You are viewing a plain text version of this content. The canonical link for it is here.
Posted to users@kafka.apache.org by Robert Metzger <rm...@apache.org> on 2015/07/15 18:24:07 UTC

Re: Consumer that consumes only local partition?

Hi Shef,

did you resolve this issue?
I'm facing some performance issues and I was wondering whether reading
locally would resolve them.

On Mon, Jun 22, 2015 at 11:43 PM, Shef <sh...@yahoo.com> wrote:

> Noob question here. I want to have a single consumer for each partition
> that consumes only the messages that have been written locally. In other
> words, I want the consumer to access the local disk and not pull anything
> across the network. Possible?
>
> How can I discover which partitions are local?
>
>
>

Re: Consumer that consumes only local partition?

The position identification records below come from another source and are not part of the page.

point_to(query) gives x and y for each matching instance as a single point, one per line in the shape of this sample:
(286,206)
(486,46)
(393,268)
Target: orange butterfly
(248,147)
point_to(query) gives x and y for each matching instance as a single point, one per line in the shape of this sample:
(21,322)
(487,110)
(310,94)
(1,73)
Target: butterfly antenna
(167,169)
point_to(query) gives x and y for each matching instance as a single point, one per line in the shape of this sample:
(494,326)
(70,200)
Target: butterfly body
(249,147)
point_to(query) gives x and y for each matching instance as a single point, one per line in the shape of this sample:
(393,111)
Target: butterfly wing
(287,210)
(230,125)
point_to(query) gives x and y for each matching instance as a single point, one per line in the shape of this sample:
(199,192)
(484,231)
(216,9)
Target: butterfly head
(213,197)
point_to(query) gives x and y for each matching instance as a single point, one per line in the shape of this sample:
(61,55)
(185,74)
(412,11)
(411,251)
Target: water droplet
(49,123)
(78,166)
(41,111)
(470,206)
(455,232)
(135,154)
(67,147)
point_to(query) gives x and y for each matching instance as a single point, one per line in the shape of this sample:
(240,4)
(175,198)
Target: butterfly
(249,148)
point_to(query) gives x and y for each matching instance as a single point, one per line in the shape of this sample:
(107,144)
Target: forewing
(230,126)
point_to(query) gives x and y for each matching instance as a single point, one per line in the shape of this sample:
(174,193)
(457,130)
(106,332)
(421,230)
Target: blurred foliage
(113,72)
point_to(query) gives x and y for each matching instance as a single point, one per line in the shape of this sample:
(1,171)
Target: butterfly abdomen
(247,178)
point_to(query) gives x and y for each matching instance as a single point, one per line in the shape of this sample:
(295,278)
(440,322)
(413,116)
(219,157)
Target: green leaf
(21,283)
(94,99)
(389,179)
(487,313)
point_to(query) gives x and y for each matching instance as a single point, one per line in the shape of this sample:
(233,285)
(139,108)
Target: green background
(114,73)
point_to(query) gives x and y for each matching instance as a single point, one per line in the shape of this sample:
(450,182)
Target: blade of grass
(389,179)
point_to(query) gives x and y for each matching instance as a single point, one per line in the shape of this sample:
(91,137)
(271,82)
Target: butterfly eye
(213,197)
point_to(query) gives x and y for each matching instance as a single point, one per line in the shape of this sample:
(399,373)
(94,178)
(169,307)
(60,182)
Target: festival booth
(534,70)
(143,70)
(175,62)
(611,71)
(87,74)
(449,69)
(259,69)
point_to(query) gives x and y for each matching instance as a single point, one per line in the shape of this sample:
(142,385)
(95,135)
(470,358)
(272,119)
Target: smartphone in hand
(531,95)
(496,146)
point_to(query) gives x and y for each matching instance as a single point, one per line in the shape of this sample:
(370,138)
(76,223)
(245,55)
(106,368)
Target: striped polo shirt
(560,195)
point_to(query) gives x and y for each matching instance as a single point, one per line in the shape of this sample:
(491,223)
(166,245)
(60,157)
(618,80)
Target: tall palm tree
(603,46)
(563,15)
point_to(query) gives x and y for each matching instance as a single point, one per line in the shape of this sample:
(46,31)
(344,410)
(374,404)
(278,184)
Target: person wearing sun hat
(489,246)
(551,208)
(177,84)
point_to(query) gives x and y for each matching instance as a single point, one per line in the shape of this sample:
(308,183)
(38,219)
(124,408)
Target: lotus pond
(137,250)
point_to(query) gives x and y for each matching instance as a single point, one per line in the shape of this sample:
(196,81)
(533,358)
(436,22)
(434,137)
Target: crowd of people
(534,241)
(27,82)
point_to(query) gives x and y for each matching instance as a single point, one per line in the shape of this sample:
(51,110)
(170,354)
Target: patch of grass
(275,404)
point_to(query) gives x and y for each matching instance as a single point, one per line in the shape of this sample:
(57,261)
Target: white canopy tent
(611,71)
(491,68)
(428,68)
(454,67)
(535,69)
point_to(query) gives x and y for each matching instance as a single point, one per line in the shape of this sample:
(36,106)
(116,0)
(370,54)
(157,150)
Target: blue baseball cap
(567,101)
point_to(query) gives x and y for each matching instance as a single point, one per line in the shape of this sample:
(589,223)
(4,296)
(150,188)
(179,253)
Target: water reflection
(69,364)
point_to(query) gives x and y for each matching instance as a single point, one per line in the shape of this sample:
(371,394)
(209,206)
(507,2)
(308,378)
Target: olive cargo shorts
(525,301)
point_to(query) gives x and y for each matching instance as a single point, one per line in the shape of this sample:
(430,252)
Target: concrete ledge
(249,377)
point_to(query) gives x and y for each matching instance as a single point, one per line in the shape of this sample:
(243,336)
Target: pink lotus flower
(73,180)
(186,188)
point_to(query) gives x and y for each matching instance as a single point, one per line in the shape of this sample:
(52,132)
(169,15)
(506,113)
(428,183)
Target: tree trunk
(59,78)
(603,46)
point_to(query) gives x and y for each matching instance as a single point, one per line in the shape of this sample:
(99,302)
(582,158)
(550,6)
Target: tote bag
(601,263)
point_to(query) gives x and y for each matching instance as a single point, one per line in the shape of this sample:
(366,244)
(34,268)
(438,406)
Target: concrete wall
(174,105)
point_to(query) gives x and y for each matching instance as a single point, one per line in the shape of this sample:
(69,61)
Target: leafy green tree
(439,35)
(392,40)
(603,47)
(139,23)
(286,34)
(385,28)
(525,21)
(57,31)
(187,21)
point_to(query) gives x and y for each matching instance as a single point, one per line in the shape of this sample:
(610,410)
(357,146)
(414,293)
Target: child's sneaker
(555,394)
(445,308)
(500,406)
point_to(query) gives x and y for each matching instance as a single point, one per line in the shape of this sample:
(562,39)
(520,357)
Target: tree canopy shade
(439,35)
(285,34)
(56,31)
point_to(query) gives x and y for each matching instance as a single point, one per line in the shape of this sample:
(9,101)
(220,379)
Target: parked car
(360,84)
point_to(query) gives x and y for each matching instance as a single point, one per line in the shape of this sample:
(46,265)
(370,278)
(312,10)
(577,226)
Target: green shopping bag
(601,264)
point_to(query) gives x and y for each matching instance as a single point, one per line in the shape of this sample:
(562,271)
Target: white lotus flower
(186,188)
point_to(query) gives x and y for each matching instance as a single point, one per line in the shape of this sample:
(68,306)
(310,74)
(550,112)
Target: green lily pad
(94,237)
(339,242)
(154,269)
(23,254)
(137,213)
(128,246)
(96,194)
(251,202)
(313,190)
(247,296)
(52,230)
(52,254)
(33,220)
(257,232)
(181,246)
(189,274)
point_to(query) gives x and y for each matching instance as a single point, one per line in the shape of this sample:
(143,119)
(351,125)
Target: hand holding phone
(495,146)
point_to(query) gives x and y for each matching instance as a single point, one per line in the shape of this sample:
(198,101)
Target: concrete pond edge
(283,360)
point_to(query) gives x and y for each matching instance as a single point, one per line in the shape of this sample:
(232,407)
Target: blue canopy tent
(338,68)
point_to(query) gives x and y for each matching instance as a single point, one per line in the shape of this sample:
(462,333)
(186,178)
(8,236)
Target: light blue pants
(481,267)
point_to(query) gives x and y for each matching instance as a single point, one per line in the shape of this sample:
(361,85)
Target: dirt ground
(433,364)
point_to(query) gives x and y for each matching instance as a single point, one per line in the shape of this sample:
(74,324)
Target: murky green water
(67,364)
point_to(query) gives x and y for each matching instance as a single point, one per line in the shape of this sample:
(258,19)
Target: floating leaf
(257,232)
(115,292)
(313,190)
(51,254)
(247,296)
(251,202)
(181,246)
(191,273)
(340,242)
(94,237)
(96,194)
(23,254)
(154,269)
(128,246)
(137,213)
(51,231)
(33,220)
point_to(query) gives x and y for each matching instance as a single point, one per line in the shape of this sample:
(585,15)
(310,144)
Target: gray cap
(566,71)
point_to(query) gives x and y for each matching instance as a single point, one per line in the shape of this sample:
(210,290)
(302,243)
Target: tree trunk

Posted by Hawin Jiang <ha...@gmail.com>.
Hi  Robert

Here is the kafka benchmark for your reference.
if you want to use Flink, Storm, Samza or Spark, the performance will be
going down.

821,557 records/sec(78.3 MB/sec)

https://engineering.linkedin.com/kafka/benchmarking-apache-kafka-2-million-writes-second-three-cheap-machines





Best regards
Hawin



On Tue, Aug 4, 2015 at 11:57 AM, Robert Metzger <rm...@apache.org> wrote:

> Sorry for the very late reply ...
>
> The performance issue was not caused by network latency. I had a job like
> this:
> FlinkKafkaConsumer --> someSimpleOperation --> FlinkKafkaProducer.
>
> I thought that our FlinkKafkaConsumer is slow, but actually our
> FlinkKafkaProducer was using the old producer API of Kafka. Switching to
> the new producer API of Kafka greatly improved our writing performance to
> Kafka. Flink was slowing down the KafkaConsumer because of the producer.
>
> Since we are already talking about performance, let me ask you the
> following question:
> I am using Kafka and Flink on a HDP 2.2 cluster (with 40 machines). What
> would you consider a good read/write performance for 8-byte messages on the
> following setup?
> - 40 brokers,
> - topic with 120 partitions
> - 120 reading threads (on 30 machines)
> - 120 writing threads (on 30 machines)
>
> I'm getting a write throughput of ~75k elements/core/second and a read
> throughput of ~50k el/c/s.
> When I'm stopping the writers, the read throughput goes up to 130k.
> I would expect a higher throughput than (8*75000) / 1024 = 585.9 kb/sec per
> partition .. or are the messages too small and the overhead is very high.
>
> Which system out there would you recommend for getting reference
> performance numbers? Samza, Spark, Storm?
>
>
> On Wed, Jul 15, 2015 at 7:20 PM, Gwen Shapira <gs...@cloudera.com>
> wrote:
>
> > This is not something you can use the consumer API to simply do easily
> > (consumers don't have locality notion).
> > I can imagine using Kafka's low-level API calls to get a list of
> > partitions and the lead replica, figuring out which are local and
> > using those - but that sounds painful.
> >
> > Are you 100% sure the performance issue is due to network latency? If
> > not, you may want to start optimizing somewhere more productive :)
> > Kafka brokers and clients both have Metrics that may help you track
> > where the performance issues are coming from.
> >
> > Gwen
> >
> > On Wed, Jul 15, 2015 at 9:24 AM, Robert Metzger <rm...@apache.org>
> > wrote:
> > > Hi Shef,
> > >
> > > did you resolve this issue?
> > > I'm facing some performance issues and I was wondering whether reading
> > > locally would resolve them.
> > >
> > > On Mon, Jun 22, 2015 at 11:43 PM, Shef <sh...@yahoo.com> wrote:
> > >
> > >> Noob question here. I want to have a single consumer for each
> partition
> > >> that consumes only the messages that have been written locally. In
> other
> > >> words, I want the consumer to access the local disk and not pull
> > anything
> > >> across the network. Possible?
> > >>
> > >> How can I discover which partitions are local?
> > >>
> > >>
> > >>
> >
>

Re: Consumer that consumes only local partition?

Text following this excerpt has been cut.